En tout cas, si nous ca nous faisait marrer, les bruits parfois stridents qui pouvaient sortir de l’enceinte faisaient criser pas mal de nos potes de classe…
Le truc, c’est qu’a force de persévérance et de pratique on arrivait quand même à sortir des notes, et même à jouer des airs. On prenait des reperds de fréquences sur le GBF, et jouait les notes que l’on voulait. Notre plus grand succès était « J’ai du bon tabac ».
Grande classe !

Je vous parle de cela, parce que, je n’aurais jamais pensé qu’un musicien soit capable un jour de poser un GBF sur une table de travail, et de jouer avec, en live.
Premièrement parce qu’il s’agit avant tout d’un appareil électronique et non d’un instrument, mais aussi parce qu’au niveau de l'édition sonore, on ne contrôle pas forcement ce qu’on veut.
Je ne vais pas rentrer dans les détails, mais il n’existe (à ma connaissance) que très peu de moyen d’être exacte sur chacune des notes joués, et quand bien même des musiciens en seraient capables, la courbe d’apprentissage serait beaucoup trop longue et tuante.
Et pourtant, c’est bien avec ce genre d’appareil que travaille Dan Deacon.

A l’allure de nerdz, gras du bide, teeshirt troués, lunettes rafistolé avec du scotch, ce jeune musicien originaire de Baltimore travail avec un matériel hors du commun. Du matos à faire pâlir plus d’un geek de la musique électronique. Vocodeur, générateur de basses fréquences, sampler, modulateur, mixer, synthé, bref la liste est longue…
Cette espèce de Jeo trouve tout, joue de la musique 8bits/Abstract, et triture ces sons en live. Il déforme, agresse, coupe, module ses sons ainsi que sa voix, et ce, en temps réel. La performance est assez impressionnante, surtout qu'il gere sur scene une quinzaine de personnes en meme temps. Il se sert de son générateur de basse fréquence pour ajouter des harmoniques à ses morceaux, et la prouesse ne peut être que respecté en musique électronique.

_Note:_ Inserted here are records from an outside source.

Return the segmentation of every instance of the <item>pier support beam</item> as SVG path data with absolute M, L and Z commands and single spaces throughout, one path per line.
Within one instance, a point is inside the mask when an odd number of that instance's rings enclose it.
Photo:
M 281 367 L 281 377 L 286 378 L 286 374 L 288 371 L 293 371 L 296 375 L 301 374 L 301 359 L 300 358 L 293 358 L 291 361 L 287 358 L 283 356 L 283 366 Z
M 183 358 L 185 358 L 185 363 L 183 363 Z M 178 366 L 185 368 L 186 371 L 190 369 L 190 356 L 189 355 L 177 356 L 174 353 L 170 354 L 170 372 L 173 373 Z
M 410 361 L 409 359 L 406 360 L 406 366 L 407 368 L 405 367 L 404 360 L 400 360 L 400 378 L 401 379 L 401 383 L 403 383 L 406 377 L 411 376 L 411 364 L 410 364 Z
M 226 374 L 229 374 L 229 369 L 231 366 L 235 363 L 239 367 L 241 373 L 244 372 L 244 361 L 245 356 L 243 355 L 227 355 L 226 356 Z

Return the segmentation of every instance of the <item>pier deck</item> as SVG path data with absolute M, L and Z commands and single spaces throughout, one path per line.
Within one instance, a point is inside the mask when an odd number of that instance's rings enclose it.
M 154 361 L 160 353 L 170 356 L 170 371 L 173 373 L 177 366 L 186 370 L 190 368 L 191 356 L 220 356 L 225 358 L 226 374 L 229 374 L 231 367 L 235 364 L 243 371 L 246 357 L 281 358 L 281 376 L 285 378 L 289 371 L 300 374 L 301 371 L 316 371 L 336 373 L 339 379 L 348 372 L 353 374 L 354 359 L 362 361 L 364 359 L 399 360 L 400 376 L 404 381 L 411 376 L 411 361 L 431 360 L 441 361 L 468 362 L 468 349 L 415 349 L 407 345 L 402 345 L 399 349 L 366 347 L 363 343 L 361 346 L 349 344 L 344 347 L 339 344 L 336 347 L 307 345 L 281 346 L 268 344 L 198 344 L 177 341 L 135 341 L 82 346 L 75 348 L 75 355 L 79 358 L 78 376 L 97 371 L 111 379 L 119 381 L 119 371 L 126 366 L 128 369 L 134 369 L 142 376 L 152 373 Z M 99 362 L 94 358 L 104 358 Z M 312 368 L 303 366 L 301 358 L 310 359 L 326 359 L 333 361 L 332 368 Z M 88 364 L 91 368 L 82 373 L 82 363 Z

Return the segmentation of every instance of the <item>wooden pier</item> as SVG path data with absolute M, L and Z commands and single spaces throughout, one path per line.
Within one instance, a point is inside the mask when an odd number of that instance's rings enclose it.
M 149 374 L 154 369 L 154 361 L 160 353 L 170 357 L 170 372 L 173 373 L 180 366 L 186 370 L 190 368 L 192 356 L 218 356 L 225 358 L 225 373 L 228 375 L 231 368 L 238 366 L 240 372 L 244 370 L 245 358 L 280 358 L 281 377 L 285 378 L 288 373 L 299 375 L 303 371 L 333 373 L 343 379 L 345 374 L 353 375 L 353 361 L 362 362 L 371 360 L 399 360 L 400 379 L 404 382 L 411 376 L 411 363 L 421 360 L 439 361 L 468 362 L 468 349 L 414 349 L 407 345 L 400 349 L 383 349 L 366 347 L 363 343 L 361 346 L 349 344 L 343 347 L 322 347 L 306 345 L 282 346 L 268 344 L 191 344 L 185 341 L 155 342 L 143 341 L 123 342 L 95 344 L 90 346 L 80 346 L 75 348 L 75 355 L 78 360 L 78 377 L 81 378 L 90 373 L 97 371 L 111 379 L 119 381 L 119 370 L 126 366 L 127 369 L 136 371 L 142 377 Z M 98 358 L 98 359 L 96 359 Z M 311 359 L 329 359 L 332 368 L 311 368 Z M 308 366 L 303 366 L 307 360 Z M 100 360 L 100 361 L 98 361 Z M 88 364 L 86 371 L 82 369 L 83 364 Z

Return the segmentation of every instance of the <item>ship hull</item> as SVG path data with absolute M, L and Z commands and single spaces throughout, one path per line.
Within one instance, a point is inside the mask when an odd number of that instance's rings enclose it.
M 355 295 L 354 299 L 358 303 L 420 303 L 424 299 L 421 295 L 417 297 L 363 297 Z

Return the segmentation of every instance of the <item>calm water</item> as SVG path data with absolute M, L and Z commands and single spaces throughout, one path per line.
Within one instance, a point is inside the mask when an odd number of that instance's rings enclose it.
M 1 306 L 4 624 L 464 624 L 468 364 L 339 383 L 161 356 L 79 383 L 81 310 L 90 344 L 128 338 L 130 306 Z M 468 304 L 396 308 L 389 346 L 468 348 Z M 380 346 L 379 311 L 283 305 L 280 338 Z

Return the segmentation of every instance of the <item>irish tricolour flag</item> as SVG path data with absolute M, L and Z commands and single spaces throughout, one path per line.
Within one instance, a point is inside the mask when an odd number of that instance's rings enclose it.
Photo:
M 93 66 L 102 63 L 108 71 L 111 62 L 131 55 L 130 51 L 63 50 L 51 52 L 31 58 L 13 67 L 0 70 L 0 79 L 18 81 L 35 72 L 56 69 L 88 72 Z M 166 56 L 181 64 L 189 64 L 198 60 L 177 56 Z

L’album est extrêmement riche et plein de surprises.
Il mélange musique de jeu vidéo, musique d’ambiance, et … du Bruit. Parfois touchant, parfois excitant, parfois bordelique, cet album vaut le détour, même si a la première écoute, il peut surprendre, et paraitre innaccessible.

Une tournée est attendue dans le courant de l’année.
Dan Deacon baladera les 15 personnes qui ont contribués à son album tout autour des états unis, pour un live comme on en voit peu en électro. So let’s wait and see…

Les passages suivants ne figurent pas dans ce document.